What makes the Interfaith Center on Corporate Responsibility effective is that it operates on two levels. It can make a powerful moral appeal on issues such as AIDS. It also argues that companies have a long-term financial stake in making the world a better place.
In other words, doing good can translate to doing well. Of course, people can differ on what it means to do good.
Wolf, whose title is executive director, says her members want their pension funds to fund their own retirements, so they need the companies they invest in to do well long-term, not just for the next quarter.
Some companies get hit with shareholder resolutions while others are spared. Among the drug companies that didn't face a resolution calling for separating the two top jobs of chairman and chief executive was Schering-Plough, where Rosan says new chief executive Fred Hassan "has put in place a number of pretty interesting management changes, bulking up their ethics.... We thought he should have a chance to see where that goes."
At Merck, chairman and chief executive Raymond Gilmartin's retirement was accelerated earlier this month, but the company chose not to name the new CEO as chairman and instead have three members of its board serve as an executive committee working with the new CEO. Wolf noted "widespread dissatisfaction" at the company and said, "Certainly, we did not get Mr. Gilmartin fired."

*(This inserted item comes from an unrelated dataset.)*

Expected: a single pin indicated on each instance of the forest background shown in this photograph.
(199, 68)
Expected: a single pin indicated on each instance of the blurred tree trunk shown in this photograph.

Is splitting the CEO and chairman jobs guaranteed to produce better results? In theory, it's a good idea, says Charles Elson, director of the Weinberg Center for Corporate Governance at the University of Delaware. But having the right person as chairman is crucial. If not, he says, "you create a potential of a dual source of authority in the organization, which makes it harder for the CEO to run the company."
Early next month, the organization will meet in Philadelphia to shape its agenda for the next year. Wolf says that's the time she and her staff find out if their priorities match those of their members.
Four years ago, members began pushing HIV/AIDS as a key cause. "It rose to the top over everything else," including the issue of discouraging tobacco use, Wolf recalls.
It won't be too long before those sitting in America's executive suites find out what causes are now rising to the top of the agenda.